UNLOCKED Blog 1: 4 Lesser Known Stats about Sri Lanka’s System of Education
10 Feb 2015
Often, when we are questioned about the standard of Sri Lanka’s system of education, we pride ourselves in citing the island’s impressive literacy rate, which stands close to 92%. The numbers are even higher among the 15-24 age cohort, where the figure stands at 98%. This is a remarkable achievement and is particularly conspicuous when compared with where some of the island’s neighbors stand (Afghanistan 32%, Bangladesh 59%, Nepal 57%).
Adult Literacy Rate is the percentage of the population, aged 15 & above who can, with understanding, read & write a short, simple statement on their everyday life.
But the sense that something is clearly wrong in Sri Lankan education is also spreading. Is the literacy rate a reasonable measure of a country’s system of education?
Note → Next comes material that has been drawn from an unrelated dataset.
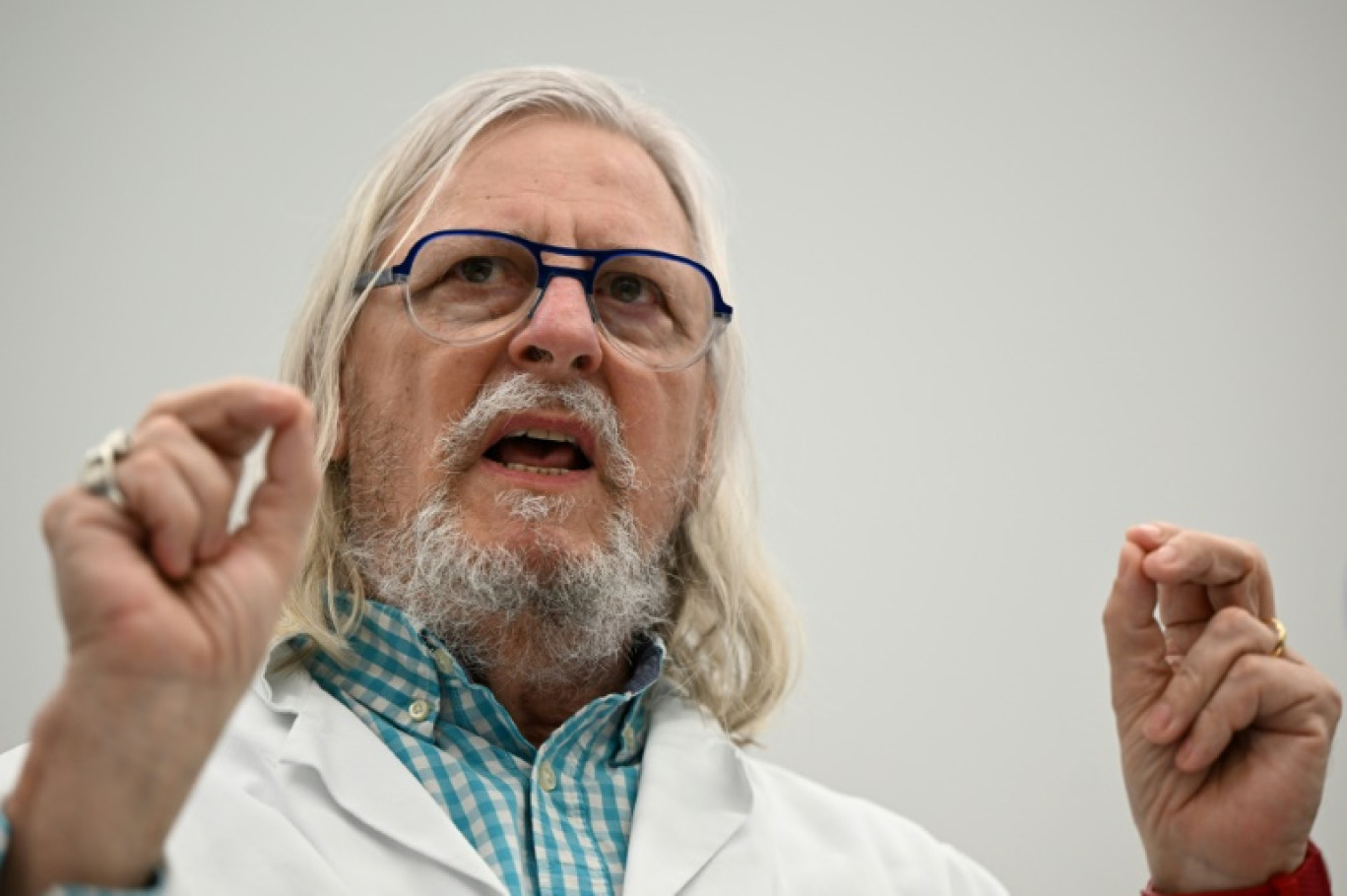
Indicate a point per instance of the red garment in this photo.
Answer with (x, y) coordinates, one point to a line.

Does Sri Lanka’s adult literacy rate reflect the reality of the standards of education in Sri Lanka?
Here are 4 lesser known, yet extremely critical, statistics furnished in the Sri Lanka National Human Development Report 2014 on ‘Youth and Development: Towards a More Inclusive Future’ (NHDR) about structural inequalities that are plaguing the Sri Lankan education system.
1) Only 3% of all schools are ‘National Schools’
97% of all state schools in Sri Lanka (there are 9,905 of them) are administered by provincial councils. The remaining 3% are ‘national schools’ administered by the central government. It is a fact that, while there may be a handful of exceptions, ‘national schools’ have the most qualified teachers and administrators, the best equipped laboratories, libraries and computer labs, swimming pools and gymnasia (the list goes on).
This display of favoritism to a select few schools is not only unfair, but also diabolical as, for many a student, education is their only shot at living a comfortable life and social mobility.
Furthermore, some analysts have pointed out that the Ministry of Education invests a substantial portion of its funds and resources on administering these ‘National Schools’— time and resources it could otherwise be spending on improving the general standards of education in Sri Lanka.
2) Only 1.72% of the GDP was invested on education from 2005 until 2014
Even though government spending on education has been increasing as a figure, it has kept decreasing as a percentage of Sri Lankan GDP. Investing in education is investing in our future. A smarter Sri Lanka is a brighter Sri Lanka. We are simply not investing enough. In fact, this was one of the recommendations in the Colombo Declaration on Youth, which came out of the World Conference on Youth as well.
The current government has promised to increase spending on education ‘gradually to a more desirable level in order to reach the expected 6% of GDP’. However, the total budgetary allocation still remains under 2% of the GDP. While the commitment made by the new government is welcome, it is also important that students, teachers & the public hold our policymakers accountable to their word.
3) Only 8% of schools offer A/L in all streams
The NHDR reveals that 92% of schools in Sri Lanka either don’t have classes up to Advanced Levels or only offer Arts and Commerce streams for A/Ls.
This is why thousands of students have been left with no alternative but to pursue Arts subjects for Advanced Levels, not because they genuinely want to study subjects offered in the Arts stream, but because schools in their neighborhoods only offer the Arts stream for A/Ls. Predictably, 41% of all graduates are Arts graduates. Thus, inevitably, a large portion of unemployed graduates are from the Arts stream.
It is clear that we have an unfair hierarchy in our system of education, where the Arts and the Humanities are often placed right at the very bottom, both in terms of prestige and employability. Every child should study what he or she really wants to study & every child should have a shot at living his/her dream and an opportunity to live a comfortable life doing what they love.
4) Less than 4% of youth are in University
Only 2% of respondents to the National Youth Survey 2013 (NYS) reported being engaged in higher education. Even according to national data that is available, less than 4% of 20-24 year olds are enrolled in a university. This low enrolment rate is due to the limited capacity of the state university system, where only 17% of those who qualify for university education get admission to state universities.
This has made Advanced Levels the be-all and end-all, and your A/L results the litmus test for your future. However, as Danny Dorling once said ‘the more exam-obsessed we become, the less qualifications show about what a person is truly able to do: they show only that, at a particular point in the past, they were found to have been successfully taught to do well at a particular test awarded by a particular institution’. With all the odds that are stacked against us, our examinations are designed to make us fail.
While Sri Lanka has been rightly recognized globally for its achievements in ensuring access to education, it is clear that Sri Lanka’s education system is facing challenges in adapting to vast transformations taking place around the world and here at home.
We live in a highly unequal world. One where those at the top will use all the skills and advantages they have to remain there. Education should act as a leveler in an unequal society, and not further reinforce existing disparities. However, the structural disparities inbuilt in our education system only perpetuate inequality, divergences in wealth and abject poverty, robbing kids of what is perhaps their only opportunity for social mobility.
A greater budgetary allocation for education alone is insufficient unless coupled with the necessary reforms and equal distribution. It is, however, a much needed start.